E é o que farei, em poucas horas, Aristófanes. Sabendo-te detido por
Eudoxo, sei que não nos veremos mais. Quando Sócrates estiver sendo sepultado
já estarei fora de Atenas, e seguirei rumo ao Leste, atravessarei o Egeu,
procurarei outras Atenas, até descobrir o destino que os deuses, da comédia ou
da tragédia – se é que eles se dariam mesmo a este capricho ou aborrecimento –,
me reservam. Deixo-te este papiro, escrito às pressas, não sem antes encerrá-lo
com uma última resposta à pergunta que imagino estar ainda formigando
resiliente em teu cérebro: a quem eu imitei, interpretando tão convincentemente
um carcereiro manco, com uma barba falsa que ninguém nunca notou e com um
sotaque estrangeiro que ninguém conseguia identificar?

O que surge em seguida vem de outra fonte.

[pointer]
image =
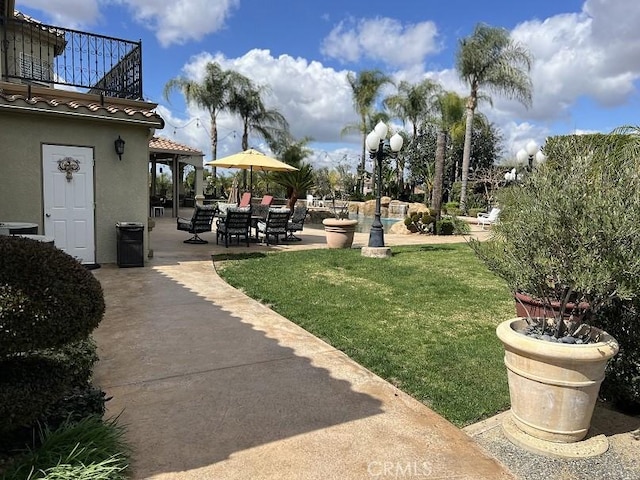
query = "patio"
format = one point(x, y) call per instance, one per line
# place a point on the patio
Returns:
point(168, 247)
point(213, 384)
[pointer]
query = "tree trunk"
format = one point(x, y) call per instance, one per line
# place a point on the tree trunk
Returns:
point(214, 150)
point(466, 159)
point(436, 201)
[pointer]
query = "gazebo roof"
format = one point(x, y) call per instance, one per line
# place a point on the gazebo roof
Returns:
point(161, 145)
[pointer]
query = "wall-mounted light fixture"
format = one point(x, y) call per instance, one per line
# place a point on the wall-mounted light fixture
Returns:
point(119, 144)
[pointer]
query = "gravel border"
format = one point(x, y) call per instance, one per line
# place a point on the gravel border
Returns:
point(620, 462)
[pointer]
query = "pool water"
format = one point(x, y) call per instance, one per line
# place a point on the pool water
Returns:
point(364, 223)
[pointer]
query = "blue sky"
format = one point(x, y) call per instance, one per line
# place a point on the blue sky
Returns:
point(585, 73)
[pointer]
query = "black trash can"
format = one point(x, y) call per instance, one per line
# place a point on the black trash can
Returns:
point(130, 244)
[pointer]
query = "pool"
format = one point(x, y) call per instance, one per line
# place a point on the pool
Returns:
point(364, 223)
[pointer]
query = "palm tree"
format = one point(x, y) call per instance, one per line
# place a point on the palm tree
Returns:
point(297, 182)
point(246, 101)
point(490, 59)
point(412, 103)
point(212, 94)
point(450, 107)
point(365, 88)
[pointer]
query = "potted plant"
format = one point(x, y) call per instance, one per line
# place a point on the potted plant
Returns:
point(339, 229)
point(567, 237)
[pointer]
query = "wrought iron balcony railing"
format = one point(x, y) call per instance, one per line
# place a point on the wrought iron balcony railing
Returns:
point(35, 53)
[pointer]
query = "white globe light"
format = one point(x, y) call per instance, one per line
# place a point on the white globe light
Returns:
point(381, 129)
point(531, 148)
point(522, 157)
point(373, 141)
point(396, 142)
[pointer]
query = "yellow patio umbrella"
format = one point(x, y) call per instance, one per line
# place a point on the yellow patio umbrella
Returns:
point(252, 159)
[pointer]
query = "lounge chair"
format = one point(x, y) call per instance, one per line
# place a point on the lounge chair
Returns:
point(235, 224)
point(222, 207)
point(199, 222)
point(296, 223)
point(490, 218)
point(275, 224)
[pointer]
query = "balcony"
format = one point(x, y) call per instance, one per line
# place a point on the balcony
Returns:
point(45, 55)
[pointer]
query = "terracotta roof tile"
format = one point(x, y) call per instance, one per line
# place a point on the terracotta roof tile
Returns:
point(93, 107)
point(164, 144)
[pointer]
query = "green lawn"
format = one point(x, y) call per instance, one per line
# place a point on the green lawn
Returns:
point(424, 319)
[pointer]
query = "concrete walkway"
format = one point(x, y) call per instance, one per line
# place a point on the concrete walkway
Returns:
point(213, 385)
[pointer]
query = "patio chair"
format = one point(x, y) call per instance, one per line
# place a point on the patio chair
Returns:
point(275, 224)
point(200, 222)
point(222, 207)
point(490, 218)
point(245, 201)
point(235, 224)
point(296, 223)
point(310, 201)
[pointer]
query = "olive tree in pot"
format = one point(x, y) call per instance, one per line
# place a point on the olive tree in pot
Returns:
point(567, 234)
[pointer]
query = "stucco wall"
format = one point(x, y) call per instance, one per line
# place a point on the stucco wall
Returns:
point(121, 186)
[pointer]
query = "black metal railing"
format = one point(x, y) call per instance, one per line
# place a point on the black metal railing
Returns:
point(36, 53)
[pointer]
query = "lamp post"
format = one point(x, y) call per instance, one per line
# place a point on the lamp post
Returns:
point(376, 142)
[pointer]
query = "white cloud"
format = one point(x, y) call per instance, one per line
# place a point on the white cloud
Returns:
point(588, 54)
point(381, 39)
point(71, 13)
point(182, 21)
point(315, 99)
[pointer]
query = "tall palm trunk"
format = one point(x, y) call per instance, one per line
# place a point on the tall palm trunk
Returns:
point(436, 197)
point(214, 150)
point(363, 158)
point(466, 153)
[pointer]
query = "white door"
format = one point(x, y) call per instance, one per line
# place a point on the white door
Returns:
point(68, 199)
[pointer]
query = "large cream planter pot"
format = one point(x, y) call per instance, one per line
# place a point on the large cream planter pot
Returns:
point(339, 232)
point(553, 386)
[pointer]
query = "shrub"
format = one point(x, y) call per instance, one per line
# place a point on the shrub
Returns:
point(47, 298)
point(28, 384)
point(49, 304)
point(451, 208)
point(570, 231)
point(445, 226)
point(45, 383)
point(88, 449)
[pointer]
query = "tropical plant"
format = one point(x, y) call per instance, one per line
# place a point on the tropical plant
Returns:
point(568, 233)
point(365, 87)
point(450, 117)
point(414, 104)
point(212, 94)
point(490, 59)
point(298, 182)
point(247, 102)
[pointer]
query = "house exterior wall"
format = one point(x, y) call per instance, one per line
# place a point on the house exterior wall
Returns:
point(121, 186)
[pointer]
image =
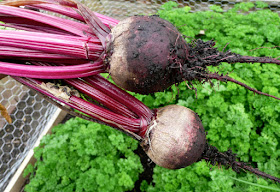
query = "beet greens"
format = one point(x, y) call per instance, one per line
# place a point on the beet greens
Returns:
point(93, 48)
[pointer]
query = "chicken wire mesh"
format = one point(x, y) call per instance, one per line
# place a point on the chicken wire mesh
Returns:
point(30, 113)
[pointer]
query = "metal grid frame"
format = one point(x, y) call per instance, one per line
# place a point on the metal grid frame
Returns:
point(30, 114)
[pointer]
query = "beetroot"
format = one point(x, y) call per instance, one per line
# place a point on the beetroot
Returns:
point(146, 54)
point(140, 53)
point(176, 138)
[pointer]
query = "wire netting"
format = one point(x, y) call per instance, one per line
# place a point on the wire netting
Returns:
point(30, 113)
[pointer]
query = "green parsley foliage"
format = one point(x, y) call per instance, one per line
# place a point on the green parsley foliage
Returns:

O aleijado de minha aldeia ilíria era um coxo de nascença, Aristófanes, e que


também salvou minha vida, tantos anos antes. Tratava-me como a um filho. E
sempre esteve presente em meus sonhos e nas rememorações, que muito a
contragosto até hoje faço, de minha tão distante, de minha tão nítida juventude.

Agátocles. Era assim que ele se chamava.